Some of us are walkers. Others are runners, but a leisurely jog may be another good choice to protect our hearts and our health.

Jogging a few times a week is a good strategy to live longer, according to the Journal of the American College of Cardiology.

Danish researchers tracked 1,500 healthy people for 12 years. They found people who jogged 2 to 3 times a week at about 5 mph were less likely to die during the study than non-active non-joggers.

Forbes agreed, saying, “Jogging may be just as good, and perhaps even better, than running when it comes to how long we live." They also cited Danish research that endorsed jogging and outlined the benefits of running at a conversational pace. Here are some of the benefits.

  • Teaches the respiratory, cardio and muscular systems to work more efficiently
  • Strengthens leg, arm and torso muscles
  • Teaches efficient running form
  • Encourages discipline, patience and tolerance of physical discomfort
  • Helps tendons, ligaments, joints and bones adjust to the stress of running
  • Improves body’s use of oxygen
  • Improves size and number of mitochondria, the cells’ powerhouses that help release energy from food.

Making the Most of Jogging

Six mph is considered a defining line between jogging and running.

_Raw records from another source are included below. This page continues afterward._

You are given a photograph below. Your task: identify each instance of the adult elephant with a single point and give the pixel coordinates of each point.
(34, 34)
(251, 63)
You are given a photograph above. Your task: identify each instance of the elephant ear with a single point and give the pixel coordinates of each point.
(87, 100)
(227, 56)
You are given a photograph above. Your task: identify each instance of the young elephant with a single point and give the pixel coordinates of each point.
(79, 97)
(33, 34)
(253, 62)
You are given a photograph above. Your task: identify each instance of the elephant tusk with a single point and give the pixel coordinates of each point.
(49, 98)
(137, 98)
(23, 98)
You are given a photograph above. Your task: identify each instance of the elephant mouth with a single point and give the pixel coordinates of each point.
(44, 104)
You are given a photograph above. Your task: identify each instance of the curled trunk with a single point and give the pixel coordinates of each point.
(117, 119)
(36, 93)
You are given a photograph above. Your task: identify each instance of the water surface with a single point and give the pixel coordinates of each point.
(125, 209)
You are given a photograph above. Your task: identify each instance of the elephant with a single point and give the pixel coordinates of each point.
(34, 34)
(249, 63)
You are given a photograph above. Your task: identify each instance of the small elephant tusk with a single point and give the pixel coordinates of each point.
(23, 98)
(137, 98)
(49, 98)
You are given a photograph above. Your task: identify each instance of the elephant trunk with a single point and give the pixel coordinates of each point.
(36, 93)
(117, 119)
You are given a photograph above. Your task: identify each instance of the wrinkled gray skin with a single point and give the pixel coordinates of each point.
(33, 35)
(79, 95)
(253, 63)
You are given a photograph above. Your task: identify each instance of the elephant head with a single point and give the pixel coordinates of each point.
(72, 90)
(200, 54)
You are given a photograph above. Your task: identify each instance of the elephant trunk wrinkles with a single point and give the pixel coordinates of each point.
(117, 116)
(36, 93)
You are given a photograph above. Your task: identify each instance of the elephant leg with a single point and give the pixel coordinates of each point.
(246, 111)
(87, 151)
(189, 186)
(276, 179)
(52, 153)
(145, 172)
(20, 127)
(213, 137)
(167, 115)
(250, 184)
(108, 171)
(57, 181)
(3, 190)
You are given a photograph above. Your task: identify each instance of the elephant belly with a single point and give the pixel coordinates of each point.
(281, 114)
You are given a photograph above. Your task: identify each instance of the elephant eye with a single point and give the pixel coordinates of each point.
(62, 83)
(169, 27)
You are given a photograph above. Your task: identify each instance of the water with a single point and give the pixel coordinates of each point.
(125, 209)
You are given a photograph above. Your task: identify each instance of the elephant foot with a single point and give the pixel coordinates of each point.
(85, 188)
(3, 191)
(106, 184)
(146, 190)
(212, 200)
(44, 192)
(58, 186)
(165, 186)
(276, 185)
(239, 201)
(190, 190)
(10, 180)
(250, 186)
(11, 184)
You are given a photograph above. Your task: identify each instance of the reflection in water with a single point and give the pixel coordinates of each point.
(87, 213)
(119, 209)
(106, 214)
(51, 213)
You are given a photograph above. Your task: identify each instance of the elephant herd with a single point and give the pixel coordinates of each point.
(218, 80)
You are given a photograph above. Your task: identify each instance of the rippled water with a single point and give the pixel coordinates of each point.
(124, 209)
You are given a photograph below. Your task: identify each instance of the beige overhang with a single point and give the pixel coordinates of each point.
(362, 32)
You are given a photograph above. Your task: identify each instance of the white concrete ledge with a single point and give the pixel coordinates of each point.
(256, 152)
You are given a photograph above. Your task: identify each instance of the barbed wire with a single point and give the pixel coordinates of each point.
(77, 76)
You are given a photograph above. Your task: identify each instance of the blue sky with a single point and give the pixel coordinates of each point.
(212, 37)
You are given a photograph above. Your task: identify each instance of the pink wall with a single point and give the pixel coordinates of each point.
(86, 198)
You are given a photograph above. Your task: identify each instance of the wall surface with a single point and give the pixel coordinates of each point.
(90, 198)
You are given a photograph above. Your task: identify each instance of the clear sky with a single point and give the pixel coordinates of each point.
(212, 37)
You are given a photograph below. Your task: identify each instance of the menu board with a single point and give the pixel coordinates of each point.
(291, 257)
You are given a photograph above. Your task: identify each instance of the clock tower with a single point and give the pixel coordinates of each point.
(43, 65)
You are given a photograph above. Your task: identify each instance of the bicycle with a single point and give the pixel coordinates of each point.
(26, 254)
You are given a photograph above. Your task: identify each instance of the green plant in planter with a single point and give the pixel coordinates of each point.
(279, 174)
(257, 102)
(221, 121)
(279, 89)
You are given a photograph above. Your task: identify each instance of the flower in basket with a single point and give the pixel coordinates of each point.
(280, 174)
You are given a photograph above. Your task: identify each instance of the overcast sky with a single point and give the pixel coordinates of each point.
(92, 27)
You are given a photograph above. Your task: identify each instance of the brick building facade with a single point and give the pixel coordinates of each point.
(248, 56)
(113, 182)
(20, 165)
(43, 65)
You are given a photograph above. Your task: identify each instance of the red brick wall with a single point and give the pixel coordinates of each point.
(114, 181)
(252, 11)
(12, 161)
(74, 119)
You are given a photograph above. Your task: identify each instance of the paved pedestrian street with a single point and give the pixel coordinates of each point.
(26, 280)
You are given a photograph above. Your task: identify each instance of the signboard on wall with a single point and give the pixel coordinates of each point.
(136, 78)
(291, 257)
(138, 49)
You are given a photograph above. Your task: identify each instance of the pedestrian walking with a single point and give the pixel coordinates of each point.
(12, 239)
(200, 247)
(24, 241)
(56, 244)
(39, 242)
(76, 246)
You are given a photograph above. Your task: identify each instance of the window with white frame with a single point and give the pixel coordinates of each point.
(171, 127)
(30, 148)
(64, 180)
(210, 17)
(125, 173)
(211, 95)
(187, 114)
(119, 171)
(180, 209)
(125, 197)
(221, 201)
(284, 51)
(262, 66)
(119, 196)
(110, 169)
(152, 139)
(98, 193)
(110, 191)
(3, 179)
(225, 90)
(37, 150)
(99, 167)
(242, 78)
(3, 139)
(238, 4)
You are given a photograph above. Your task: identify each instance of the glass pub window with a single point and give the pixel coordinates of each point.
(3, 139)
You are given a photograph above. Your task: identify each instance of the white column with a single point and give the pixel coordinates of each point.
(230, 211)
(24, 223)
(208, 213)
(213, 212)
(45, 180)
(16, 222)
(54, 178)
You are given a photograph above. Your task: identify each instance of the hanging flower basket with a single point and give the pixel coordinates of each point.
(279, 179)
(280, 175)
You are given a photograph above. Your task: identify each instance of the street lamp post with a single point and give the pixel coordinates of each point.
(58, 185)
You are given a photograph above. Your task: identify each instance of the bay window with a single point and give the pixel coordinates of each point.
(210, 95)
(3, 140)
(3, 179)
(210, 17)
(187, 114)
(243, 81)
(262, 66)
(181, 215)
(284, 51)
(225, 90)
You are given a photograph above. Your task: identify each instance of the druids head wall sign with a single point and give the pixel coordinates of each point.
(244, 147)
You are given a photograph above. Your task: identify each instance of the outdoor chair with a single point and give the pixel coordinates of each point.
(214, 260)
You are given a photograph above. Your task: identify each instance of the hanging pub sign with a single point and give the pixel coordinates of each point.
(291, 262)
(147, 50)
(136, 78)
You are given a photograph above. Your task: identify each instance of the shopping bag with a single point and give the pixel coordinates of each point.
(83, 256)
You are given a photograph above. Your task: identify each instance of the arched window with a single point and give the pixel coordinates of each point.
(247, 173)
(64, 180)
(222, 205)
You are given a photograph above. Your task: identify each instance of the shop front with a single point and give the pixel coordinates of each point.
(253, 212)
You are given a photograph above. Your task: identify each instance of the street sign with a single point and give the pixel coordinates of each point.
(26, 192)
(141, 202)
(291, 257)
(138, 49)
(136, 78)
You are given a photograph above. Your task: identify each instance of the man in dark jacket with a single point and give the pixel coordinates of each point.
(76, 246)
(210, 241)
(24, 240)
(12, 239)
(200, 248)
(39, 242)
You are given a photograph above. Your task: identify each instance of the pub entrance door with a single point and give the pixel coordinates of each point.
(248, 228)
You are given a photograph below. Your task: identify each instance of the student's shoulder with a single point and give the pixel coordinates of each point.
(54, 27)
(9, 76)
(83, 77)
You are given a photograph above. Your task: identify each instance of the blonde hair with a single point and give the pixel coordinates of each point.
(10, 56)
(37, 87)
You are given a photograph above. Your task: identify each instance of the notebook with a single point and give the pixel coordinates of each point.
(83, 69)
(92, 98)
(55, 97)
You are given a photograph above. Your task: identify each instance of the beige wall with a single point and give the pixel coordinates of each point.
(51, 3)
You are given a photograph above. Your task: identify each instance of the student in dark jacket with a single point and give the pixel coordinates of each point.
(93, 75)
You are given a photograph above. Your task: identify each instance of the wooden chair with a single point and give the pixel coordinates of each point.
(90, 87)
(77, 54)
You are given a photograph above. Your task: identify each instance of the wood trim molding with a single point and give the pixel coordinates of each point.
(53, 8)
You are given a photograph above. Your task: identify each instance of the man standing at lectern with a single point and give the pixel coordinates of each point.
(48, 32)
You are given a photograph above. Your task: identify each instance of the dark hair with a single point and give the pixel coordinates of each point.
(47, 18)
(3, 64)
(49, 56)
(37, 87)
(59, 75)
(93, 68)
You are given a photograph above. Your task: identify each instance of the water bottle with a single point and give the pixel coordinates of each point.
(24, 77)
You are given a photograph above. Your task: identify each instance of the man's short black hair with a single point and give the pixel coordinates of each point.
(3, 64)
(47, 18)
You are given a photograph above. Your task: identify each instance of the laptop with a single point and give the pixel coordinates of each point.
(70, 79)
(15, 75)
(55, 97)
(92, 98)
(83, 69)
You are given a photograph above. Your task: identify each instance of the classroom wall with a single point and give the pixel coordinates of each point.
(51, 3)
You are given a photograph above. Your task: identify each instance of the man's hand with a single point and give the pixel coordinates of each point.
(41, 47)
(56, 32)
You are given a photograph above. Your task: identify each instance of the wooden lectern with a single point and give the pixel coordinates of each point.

Your version of jogging might be thought of as a conversational pace. If you can still chat with a buddy then you are on a slow speed. On the treadmill, 2 to 4 mph is walking, 4 to 5 mph is fast walking or jogging and anything over 5 mph is running.

Jogging Tips

Always get your doctor’s approval before beginning new exercises.

Warm up - Avoid muscle cramps and other injuries by taking the time to do a few stretches.

Begin slowly - Start by walking, increasing your pace after 30 seconds. At the end of 60 seconds you should be doing brisk walking. Continue jogging at a slow pace as you build up your endurance and distance.

Wear running shoes - The proper support in the right shoes will protect your feet and bones from the impact of jogging.

Set a jogging goal - Start slowly and consider targeting a goal of 2 miles to start with 5 miles by the end of the month.

Loosen up - Shake your hands and feet to free up your body and release tension from the neck, arms, shoulders, legs and feet.

Keep your chest out - The spine takes a hit when you slouch as you jog. Whenever you jog, keep your chest out with shoulders rolled back to avoid spinal injuries and improve posture.